Fault Analyses
Fault analysis is an essential tool for the determination of short-circuit currents that result from different fault phenomena, the estimation of fault locations, the identification of under-rated equipment in electric power systems and the sizing of various system components. The CYME power engineering software features a comprehensive fault analysis module to assist engineers in the assessment of the effects of short-circuit of varying severity on the overall system reliability.
Features
The knowledge of the magnitude of the short-circuit current that can be present at any point in an electric system is crucial to ensure the system’s reliability. The abnormal current level produced by faults put an important stress on the electrical equipment, and if the latter are not properly rated, it could lead to equipment damage, personnel injuries and system downtime.

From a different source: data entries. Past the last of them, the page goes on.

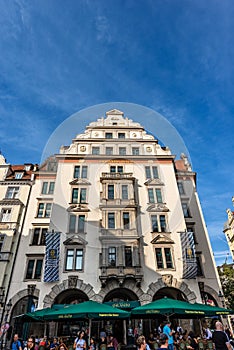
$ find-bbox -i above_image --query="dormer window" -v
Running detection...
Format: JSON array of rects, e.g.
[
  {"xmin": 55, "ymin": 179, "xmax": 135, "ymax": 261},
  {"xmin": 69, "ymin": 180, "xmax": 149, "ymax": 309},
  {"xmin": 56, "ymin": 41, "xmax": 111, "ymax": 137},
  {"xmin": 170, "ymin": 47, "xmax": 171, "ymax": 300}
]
[
  {"xmin": 24, "ymin": 165, "xmax": 31, "ymax": 171},
  {"xmin": 15, "ymin": 172, "xmax": 23, "ymax": 179}
]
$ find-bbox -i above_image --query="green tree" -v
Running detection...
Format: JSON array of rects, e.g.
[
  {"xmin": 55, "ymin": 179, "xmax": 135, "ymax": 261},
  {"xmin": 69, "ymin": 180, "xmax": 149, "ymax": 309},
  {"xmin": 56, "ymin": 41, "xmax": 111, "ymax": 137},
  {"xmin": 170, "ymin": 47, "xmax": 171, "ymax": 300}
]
[{"xmin": 218, "ymin": 264, "xmax": 234, "ymax": 310}]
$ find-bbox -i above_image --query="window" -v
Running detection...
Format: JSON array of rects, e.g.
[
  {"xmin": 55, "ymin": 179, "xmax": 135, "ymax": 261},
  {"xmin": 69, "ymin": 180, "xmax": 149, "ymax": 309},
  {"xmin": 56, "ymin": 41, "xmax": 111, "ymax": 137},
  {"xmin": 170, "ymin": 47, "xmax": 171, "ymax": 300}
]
[
  {"xmin": 151, "ymin": 215, "xmax": 167, "ymax": 232},
  {"xmin": 132, "ymin": 147, "xmax": 139, "ymax": 155},
  {"xmin": 119, "ymin": 147, "xmax": 126, "ymax": 155},
  {"xmin": 182, "ymin": 203, "xmax": 191, "ymax": 218},
  {"xmin": 37, "ymin": 203, "xmax": 52, "ymax": 218},
  {"xmin": 123, "ymin": 212, "xmax": 130, "ymax": 229},
  {"xmin": 110, "ymin": 166, "xmax": 123, "ymax": 173},
  {"xmin": 31, "ymin": 228, "xmax": 47, "ymax": 245},
  {"xmin": 74, "ymin": 166, "xmax": 88, "ymax": 179},
  {"xmin": 108, "ymin": 247, "xmax": 116, "ymax": 266},
  {"xmin": 105, "ymin": 133, "xmax": 113, "ymax": 139},
  {"xmin": 1, "ymin": 209, "xmax": 11, "ymax": 222},
  {"xmin": 106, "ymin": 147, "xmax": 113, "ymax": 155},
  {"xmin": 24, "ymin": 165, "xmax": 31, "ymax": 171},
  {"xmin": 108, "ymin": 213, "xmax": 115, "ymax": 229},
  {"xmin": 25, "ymin": 258, "xmax": 43, "ymax": 279},
  {"xmin": 125, "ymin": 246, "xmax": 132, "ymax": 267},
  {"xmin": 108, "ymin": 185, "xmax": 114, "ymax": 199},
  {"xmin": 92, "ymin": 147, "xmax": 100, "ymax": 155},
  {"xmin": 118, "ymin": 133, "xmax": 125, "ymax": 139},
  {"xmin": 122, "ymin": 185, "xmax": 128, "ymax": 200},
  {"xmin": 69, "ymin": 215, "xmax": 86, "ymax": 233},
  {"xmin": 0, "ymin": 235, "xmax": 5, "ymax": 252},
  {"xmin": 47, "ymin": 161, "xmax": 57, "ymax": 172},
  {"xmin": 71, "ymin": 188, "xmax": 87, "ymax": 204},
  {"xmin": 196, "ymin": 254, "xmax": 203, "ymax": 276},
  {"xmin": 145, "ymin": 166, "xmax": 159, "ymax": 179},
  {"xmin": 155, "ymin": 248, "xmax": 173, "ymax": 269},
  {"xmin": 69, "ymin": 214, "xmax": 86, "ymax": 233},
  {"xmin": 178, "ymin": 182, "xmax": 185, "ymax": 195},
  {"xmin": 5, "ymin": 187, "xmax": 19, "ymax": 199},
  {"xmin": 15, "ymin": 172, "xmax": 23, "ymax": 179},
  {"xmin": 148, "ymin": 189, "xmax": 163, "ymax": 203},
  {"xmin": 65, "ymin": 248, "xmax": 83, "ymax": 271},
  {"xmin": 41, "ymin": 182, "xmax": 55, "ymax": 195},
  {"xmin": 151, "ymin": 215, "xmax": 159, "ymax": 232}
]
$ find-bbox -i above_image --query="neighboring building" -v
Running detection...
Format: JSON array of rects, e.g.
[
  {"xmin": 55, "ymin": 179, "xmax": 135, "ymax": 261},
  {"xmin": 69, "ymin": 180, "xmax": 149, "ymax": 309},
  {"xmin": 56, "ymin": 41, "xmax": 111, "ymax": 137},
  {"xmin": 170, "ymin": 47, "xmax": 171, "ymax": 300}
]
[
  {"xmin": 223, "ymin": 198, "xmax": 234, "ymax": 261},
  {"xmin": 1, "ymin": 110, "xmax": 223, "ymax": 338},
  {"xmin": 0, "ymin": 156, "xmax": 37, "ymax": 325}
]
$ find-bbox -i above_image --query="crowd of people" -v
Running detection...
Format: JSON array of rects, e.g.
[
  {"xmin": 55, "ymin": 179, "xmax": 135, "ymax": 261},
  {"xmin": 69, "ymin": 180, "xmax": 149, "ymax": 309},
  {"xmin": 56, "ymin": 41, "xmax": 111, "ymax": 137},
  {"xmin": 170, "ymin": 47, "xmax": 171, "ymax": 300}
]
[
  {"xmin": 10, "ymin": 320, "xmax": 234, "ymax": 350},
  {"xmin": 138, "ymin": 320, "xmax": 234, "ymax": 350}
]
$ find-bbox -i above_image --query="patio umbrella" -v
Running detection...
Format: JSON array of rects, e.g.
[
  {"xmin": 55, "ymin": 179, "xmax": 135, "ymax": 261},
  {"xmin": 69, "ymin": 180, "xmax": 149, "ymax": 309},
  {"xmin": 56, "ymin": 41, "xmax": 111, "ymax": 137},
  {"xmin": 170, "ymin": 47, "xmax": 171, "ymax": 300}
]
[
  {"xmin": 131, "ymin": 297, "xmax": 233, "ymax": 318},
  {"xmin": 191, "ymin": 303, "xmax": 233, "ymax": 316},
  {"xmin": 43, "ymin": 300, "xmax": 130, "ymax": 320},
  {"xmin": 131, "ymin": 297, "xmax": 203, "ymax": 317}
]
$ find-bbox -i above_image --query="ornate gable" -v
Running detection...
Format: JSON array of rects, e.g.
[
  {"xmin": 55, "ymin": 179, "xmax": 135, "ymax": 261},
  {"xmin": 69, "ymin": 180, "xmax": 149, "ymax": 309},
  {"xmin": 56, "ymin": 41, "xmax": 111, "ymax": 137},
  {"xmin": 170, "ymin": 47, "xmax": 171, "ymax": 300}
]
[
  {"xmin": 147, "ymin": 204, "xmax": 169, "ymax": 212},
  {"xmin": 151, "ymin": 234, "xmax": 174, "ymax": 244},
  {"xmin": 63, "ymin": 235, "xmax": 87, "ymax": 246}
]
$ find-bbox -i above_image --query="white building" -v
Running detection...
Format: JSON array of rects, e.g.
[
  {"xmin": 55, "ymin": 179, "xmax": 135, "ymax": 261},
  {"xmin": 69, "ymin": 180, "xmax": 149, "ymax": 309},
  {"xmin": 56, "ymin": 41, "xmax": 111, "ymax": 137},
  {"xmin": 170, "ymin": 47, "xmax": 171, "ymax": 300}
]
[{"xmin": 1, "ymin": 110, "xmax": 222, "ymax": 338}]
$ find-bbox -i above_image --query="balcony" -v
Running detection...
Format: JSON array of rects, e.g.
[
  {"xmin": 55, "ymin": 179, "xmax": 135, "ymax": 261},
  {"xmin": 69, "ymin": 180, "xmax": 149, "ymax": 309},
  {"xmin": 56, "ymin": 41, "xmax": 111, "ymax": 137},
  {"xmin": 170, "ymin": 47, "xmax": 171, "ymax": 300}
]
[
  {"xmin": 100, "ymin": 172, "xmax": 134, "ymax": 180},
  {"xmin": 100, "ymin": 198, "xmax": 136, "ymax": 207},
  {"xmin": 99, "ymin": 228, "xmax": 138, "ymax": 239},
  {"xmin": 99, "ymin": 265, "xmax": 143, "ymax": 287}
]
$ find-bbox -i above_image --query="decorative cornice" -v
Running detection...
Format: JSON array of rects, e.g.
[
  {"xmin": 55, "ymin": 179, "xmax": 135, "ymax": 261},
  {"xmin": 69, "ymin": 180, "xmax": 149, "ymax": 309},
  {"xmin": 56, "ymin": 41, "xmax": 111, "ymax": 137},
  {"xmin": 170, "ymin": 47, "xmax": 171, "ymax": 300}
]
[
  {"xmin": 146, "ymin": 203, "xmax": 169, "ymax": 212},
  {"xmin": 67, "ymin": 204, "xmax": 90, "ymax": 212},
  {"xmin": 151, "ymin": 234, "xmax": 174, "ymax": 244},
  {"xmin": 0, "ymin": 198, "xmax": 24, "ymax": 206},
  {"xmin": 63, "ymin": 234, "xmax": 87, "ymax": 246},
  {"xmin": 69, "ymin": 179, "xmax": 91, "ymax": 186},
  {"xmin": 144, "ymin": 179, "xmax": 164, "ymax": 186}
]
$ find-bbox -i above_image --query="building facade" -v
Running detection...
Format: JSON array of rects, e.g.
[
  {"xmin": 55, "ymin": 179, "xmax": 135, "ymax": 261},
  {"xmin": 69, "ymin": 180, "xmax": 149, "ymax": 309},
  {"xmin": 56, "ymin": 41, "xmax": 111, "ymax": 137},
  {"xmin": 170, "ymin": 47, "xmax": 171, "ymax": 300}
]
[
  {"xmin": 0, "ymin": 109, "xmax": 223, "ymax": 337},
  {"xmin": 223, "ymin": 198, "xmax": 234, "ymax": 261}
]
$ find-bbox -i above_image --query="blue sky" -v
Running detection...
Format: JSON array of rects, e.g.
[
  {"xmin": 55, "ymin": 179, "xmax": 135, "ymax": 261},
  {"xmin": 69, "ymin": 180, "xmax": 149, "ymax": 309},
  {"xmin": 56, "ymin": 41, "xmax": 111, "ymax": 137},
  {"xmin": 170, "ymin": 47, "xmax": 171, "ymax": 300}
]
[{"xmin": 0, "ymin": 0, "xmax": 233, "ymax": 265}]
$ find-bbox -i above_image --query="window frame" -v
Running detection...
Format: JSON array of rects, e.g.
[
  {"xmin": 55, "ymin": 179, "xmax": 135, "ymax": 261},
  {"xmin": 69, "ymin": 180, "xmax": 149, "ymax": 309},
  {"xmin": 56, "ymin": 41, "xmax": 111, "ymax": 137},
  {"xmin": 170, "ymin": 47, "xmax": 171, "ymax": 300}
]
[
  {"xmin": 5, "ymin": 186, "xmax": 20, "ymax": 199},
  {"xmin": 151, "ymin": 214, "xmax": 168, "ymax": 232},
  {"xmin": 92, "ymin": 147, "xmax": 100, "ymax": 155},
  {"xmin": 31, "ymin": 227, "xmax": 48, "ymax": 246},
  {"xmin": 119, "ymin": 147, "xmax": 126, "ymax": 156},
  {"xmin": 25, "ymin": 257, "xmax": 44, "ymax": 280},
  {"xmin": 108, "ymin": 247, "xmax": 116, "ymax": 266},
  {"xmin": 73, "ymin": 165, "xmax": 88, "ymax": 179},
  {"xmin": 71, "ymin": 188, "xmax": 87, "ymax": 204},
  {"xmin": 105, "ymin": 132, "xmax": 113, "ymax": 139},
  {"xmin": 106, "ymin": 147, "xmax": 113, "ymax": 155},
  {"xmin": 155, "ymin": 247, "xmax": 174, "ymax": 270},
  {"xmin": 145, "ymin": 166, "xmax": 159, "ymax": 179},
  {"xmin": 108, "ymin": 212, "xmax": 115, "ymax": 229},
  {"xmin": 36, "ymin": 203, "xmax": 52, "ymax": 218},
  {"xmin": 121, "ymin": 185, "xmax": 128, "ymax": 200},
  {"xmin": 132, "ymin": 147, "xmax": 139, "ymax": 155},
  {"xmin": 0, "ymin": 208, "xmax": 12, "ymax": 222},
  {"xmin": 68, "ymin": 214, "xmax": 86, "ymax": 233},
  {"xmin": 65, "ymin": 248, "xmax": 84, "ymax": 271}
]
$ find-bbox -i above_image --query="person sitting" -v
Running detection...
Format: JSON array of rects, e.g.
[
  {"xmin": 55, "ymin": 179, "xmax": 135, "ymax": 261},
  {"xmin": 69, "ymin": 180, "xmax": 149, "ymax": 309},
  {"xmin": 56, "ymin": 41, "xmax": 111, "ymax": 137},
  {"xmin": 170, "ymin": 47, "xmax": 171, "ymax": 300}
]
[{"xmin": 157, "ymin": 334, "xmax": 168, "ymax": 350}]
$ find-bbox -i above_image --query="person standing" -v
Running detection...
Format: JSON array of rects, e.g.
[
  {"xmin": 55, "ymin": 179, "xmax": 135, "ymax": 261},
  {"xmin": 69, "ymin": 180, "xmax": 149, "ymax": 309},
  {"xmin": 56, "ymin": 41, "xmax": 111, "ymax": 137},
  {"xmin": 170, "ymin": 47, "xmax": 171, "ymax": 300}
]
[
  {"xmin": 163, "ymin": 321, "xmax": 174, "ymax": 350},
  {"xmin": 74, "ymin": 331, "xmax": 87, "ymax": 350},
  {"xmin": 212, "ymin": 321, "xmax": 232, "ymax": 350},
  {"xmin": 12, "ymin": 334, "xmax": 22, "ymax": 350}
]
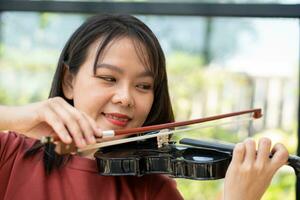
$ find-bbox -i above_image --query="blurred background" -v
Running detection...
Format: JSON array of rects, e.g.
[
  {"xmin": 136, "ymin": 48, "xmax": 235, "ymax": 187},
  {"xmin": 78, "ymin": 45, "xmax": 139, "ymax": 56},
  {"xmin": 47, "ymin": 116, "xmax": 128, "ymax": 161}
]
[{"xmin": 0, "ymin": 0, "xmax": 299, "ymax": 199}]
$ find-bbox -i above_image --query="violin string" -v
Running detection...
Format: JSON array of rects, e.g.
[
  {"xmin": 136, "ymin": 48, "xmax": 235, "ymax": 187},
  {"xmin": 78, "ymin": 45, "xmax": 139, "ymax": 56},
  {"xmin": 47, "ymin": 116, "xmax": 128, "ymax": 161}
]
[
  {"xmin": 170, "ymin": 116, "xmax": 253, "ymax": 133},
  {"xmin": 80, "ymin": 116, "xmax": 254, "ymax": 151},
  {"xmin": 79, "ymin": 115, "xmax": 255, "ymax": 152}
]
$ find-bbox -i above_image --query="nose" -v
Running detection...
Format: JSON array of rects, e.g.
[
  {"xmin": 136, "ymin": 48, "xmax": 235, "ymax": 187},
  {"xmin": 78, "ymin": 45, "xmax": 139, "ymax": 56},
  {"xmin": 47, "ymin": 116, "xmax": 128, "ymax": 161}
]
[{"xmin": 112, "ymin": 85, "xmax": 134, "ymax": 108}]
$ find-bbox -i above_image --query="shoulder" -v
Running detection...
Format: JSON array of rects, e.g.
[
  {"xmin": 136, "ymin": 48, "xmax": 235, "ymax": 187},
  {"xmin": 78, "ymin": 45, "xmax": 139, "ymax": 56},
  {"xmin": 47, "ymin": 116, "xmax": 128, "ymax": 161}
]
[
  {"xmin": 0, "ymin": 131, "xmax": 36, "ymax": 149},
  {"xmin": 0, "ymin": 131, "xmax": 37, "ymax": 166}
]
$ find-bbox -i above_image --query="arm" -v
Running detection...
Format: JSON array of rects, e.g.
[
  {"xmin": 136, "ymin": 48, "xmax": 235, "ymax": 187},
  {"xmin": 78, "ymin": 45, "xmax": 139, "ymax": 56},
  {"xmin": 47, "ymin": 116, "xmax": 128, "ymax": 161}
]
[
  {"xmin": 223, "ymin": 138, "xmax": 289, "ymax": 200},
  {"xmin": 0, "ymin": 103, "xmax": 40, "ymax": 133},
  {"xmin": 0, "ymin": 97, "xmax": 102, "ymax": 148}
]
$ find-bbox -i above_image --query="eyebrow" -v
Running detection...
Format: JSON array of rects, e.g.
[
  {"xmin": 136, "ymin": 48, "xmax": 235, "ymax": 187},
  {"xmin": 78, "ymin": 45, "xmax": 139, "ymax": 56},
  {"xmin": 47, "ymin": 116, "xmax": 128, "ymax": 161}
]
[{"xmin": 96, "ymin": 63, "xmax": 153, "ymax": 78}]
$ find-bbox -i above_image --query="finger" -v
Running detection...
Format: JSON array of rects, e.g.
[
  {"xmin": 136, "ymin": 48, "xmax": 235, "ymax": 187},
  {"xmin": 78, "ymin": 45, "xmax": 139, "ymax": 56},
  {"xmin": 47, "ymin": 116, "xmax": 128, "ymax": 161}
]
[
  {"xmin": 256, "ymin": 137, "xmax": 272, "ymax": 164},
  {"xmin": 271, "ymin": 143, "xmax": 289, "ymax": 170},
  {"xmin": 42, "ymin": 107, "xmax": 72, "ymax": 144},
  {"xmin": 60, "ymin": 100, "xmax": 98, "ymax": 142},
  {"xmin": 78, "ymin": 112, "xmax": 97, "ymax": 144},
  {"xmin": 243, "ymin": 139, "xmax": 256, "ymax": 165},
  {"xmin": 82, "ymin": 112, "xmax": 103, "ymax": 138},
  {"xmin": 231, "ymin": 142, "xmax": 246, "ymax": 164},
  {"xmin": 50, "ymin": 102, "xmax": 86, "ymax": 148}
]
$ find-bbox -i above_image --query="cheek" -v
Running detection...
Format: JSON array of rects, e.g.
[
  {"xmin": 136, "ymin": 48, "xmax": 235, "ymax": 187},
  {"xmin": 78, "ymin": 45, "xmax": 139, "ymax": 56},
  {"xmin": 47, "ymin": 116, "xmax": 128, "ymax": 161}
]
[
  {"xmin": 136, "ymin": 94, "xmax": 154, "ymax": 120},
  {"xmin": 73, "ymin": 87, "xmax": 111, "ymax": 115}
]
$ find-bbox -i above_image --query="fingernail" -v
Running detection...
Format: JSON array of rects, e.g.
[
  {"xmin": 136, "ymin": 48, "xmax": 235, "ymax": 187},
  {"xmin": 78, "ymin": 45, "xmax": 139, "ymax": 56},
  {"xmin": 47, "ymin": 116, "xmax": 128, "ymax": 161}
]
[
  {"xmin": 96, "ymin": 129, "xmax": 103, "ymax": 137},
  {"xmin": 90, "ymin": 136, "xmax": 96, "ymax": 144},
  {"xmin": 65, "ymin": 136, "xmax": 72, "ymax": 143},
  {"xmin": 81, "ymin": 138, "xmax": 87, "ymax": 146}
]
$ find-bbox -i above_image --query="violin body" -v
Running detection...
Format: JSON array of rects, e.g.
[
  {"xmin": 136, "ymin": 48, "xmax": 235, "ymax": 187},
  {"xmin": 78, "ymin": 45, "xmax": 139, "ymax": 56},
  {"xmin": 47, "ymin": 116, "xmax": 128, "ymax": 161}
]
[
  {"xmin": 94, "ymin": 137, "xmax": 300, "ymax": 179},
  {"xmin": 94, "ymin": 140, "xmax": 232, "ymax": 180}
]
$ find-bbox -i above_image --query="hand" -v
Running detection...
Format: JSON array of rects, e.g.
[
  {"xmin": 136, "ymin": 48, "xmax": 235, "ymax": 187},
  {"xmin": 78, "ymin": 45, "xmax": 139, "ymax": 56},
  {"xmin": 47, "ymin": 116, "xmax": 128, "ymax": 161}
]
[
  {"xmin": 223, "ymin": 138, "xmax": 289, "ymax": 200},
  {"xmin": 13, "ymin": 97, "xmax": 102, "ymax": 148}
]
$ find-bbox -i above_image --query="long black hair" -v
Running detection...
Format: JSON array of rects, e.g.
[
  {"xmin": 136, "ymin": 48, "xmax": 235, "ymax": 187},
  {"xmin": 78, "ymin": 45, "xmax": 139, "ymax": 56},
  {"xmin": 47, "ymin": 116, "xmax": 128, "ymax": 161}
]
[{"xmin": 26, "ymin": 14, "xmax": 174, "ymax": 174}]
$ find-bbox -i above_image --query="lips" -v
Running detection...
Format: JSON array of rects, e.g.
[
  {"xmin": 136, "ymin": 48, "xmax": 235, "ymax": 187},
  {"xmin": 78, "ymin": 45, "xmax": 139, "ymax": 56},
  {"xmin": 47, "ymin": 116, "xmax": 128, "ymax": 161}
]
[{"xmin": 102, "ymin": 112, "xmax": 132, "ymax": 127}]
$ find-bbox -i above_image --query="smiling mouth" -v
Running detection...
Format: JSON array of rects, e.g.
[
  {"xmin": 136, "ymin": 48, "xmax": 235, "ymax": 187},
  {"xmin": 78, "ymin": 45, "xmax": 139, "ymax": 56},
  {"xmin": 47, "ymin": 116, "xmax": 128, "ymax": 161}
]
[{"xmin": 102, "ymin": 112, "xmax": 131, "ymax": 127}]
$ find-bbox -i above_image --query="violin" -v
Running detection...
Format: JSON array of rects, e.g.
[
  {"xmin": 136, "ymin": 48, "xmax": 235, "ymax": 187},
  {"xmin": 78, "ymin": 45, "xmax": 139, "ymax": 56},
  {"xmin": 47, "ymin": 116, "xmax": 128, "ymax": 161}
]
[
  {"xmin": 43, "ymin": 108, "xmax": 300, "ymax": 179},
  {"xmin": 94, "ymin": 137, "xmax": 300, "ymax": 180}
]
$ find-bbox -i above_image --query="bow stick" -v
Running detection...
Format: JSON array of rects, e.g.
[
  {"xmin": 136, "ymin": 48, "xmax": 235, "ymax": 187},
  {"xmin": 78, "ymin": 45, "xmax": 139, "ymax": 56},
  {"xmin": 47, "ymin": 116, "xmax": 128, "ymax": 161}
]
[
  {"xmin": 45, "ymin": 108, "xmax": 262, "ymax": 154},
  {"xmin": 99, "ymin": 108, "xmax": 262, "ymax": 138}
]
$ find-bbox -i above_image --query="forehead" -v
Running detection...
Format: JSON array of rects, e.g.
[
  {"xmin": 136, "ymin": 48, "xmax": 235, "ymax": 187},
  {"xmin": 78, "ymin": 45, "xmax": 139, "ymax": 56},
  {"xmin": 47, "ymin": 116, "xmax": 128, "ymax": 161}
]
[{"xmin": 87, "ymin": 37, "xmax": 152, "ymax": 73}]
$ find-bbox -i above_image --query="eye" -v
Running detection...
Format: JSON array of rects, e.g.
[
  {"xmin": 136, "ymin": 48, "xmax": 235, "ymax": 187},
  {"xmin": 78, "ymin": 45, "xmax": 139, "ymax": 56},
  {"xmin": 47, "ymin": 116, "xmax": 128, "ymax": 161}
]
[
  {"xmin": 96, "ymin": 76, "xmax": 116, "ymax": 82},
  {"xmin": 136, "ymin": 84, "xmax": 152, "ymax": 91}
]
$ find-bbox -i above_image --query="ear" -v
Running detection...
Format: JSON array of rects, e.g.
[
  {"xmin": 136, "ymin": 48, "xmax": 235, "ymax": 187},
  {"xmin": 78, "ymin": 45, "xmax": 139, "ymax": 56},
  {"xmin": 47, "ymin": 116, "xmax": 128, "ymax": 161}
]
[{"xmin": 62, "ymin": 64, "xmax": 75, "ymax": 100}]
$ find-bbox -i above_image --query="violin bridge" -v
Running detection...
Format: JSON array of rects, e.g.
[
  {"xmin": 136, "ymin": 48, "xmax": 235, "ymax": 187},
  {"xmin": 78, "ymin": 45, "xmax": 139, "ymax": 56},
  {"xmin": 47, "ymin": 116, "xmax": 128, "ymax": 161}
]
[{"xmin": 157, "ymin": 129, "xmax": 170, "ymax": 148}]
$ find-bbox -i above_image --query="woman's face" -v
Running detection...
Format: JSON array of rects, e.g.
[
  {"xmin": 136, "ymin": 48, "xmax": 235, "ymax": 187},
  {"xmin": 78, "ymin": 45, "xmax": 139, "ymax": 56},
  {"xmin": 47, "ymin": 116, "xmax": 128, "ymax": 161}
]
[{"xmin": 68, "ymin": 37, "xmax": 154, "ymax": 130}]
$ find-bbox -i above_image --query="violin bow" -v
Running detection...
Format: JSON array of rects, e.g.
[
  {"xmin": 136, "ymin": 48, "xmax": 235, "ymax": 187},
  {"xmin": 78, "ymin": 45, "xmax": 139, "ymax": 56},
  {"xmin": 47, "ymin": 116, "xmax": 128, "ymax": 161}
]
[
  {"xmin": 40, "ymin": 108, "xmax": 261, "ymax": 172},
  {"xmin": 77, "ymin": 108, "xmax": 262, "ymax": 152},
  {"xmin": 99, "ymin": 108, "xmax": 262, "ymax": 138},
  {"xmin": 43, "ymin": 108, "xmax": 261, "ymax": 154}
]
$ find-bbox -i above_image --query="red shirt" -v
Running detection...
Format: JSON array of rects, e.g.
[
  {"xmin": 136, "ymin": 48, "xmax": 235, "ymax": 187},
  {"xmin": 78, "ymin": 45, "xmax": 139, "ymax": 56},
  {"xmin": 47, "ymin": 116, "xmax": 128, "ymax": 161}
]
[{"xmin": 0, "ymin": 132, "xmax": 183, "ymax": 200}]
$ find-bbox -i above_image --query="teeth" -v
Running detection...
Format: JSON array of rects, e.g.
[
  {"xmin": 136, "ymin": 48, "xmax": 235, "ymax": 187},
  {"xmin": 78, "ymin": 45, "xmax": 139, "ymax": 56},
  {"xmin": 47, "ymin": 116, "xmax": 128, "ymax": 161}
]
[{"xmin": 106, "ymin": 114, "xmax": 129, "ymax": 122}]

The Fault Analysis module of the CYME power engineering software is a comprehensive module offering various analyses and functionalities to help engineers carefully assess issues related to short-circuit.
The module features:
- Conventional short-circuit calculations
- IEC short-circuit calculations
- ANSI® short-circuit calculations
- Series fault analysis
- Simultaneous fault analysis
- Voltage sag analysis
- Fault locator
- Equipment rating verification analysis
Conventional short-circuit
The conventional short-circuit calculation is a robust calculation algorithm that does not follow any particular standard. It offers:
- Sequence and phase-domain calculations
- Computation of short-circuit current at all nodes, or computation of the effect of a fault applied at a given location
- All fault types (LLL, LLL-G, LL, LL-G, L-G)
- Sliding fault option
- Impedance tolerance adjustments
- Machine short-circuit contributions
IEC-60909© short-circuit
The IEC-60909© short-circuit calculation adheres to the international IEC-60909© guidelines and supports fault current calculations for three-phase radial or meshed AC networks.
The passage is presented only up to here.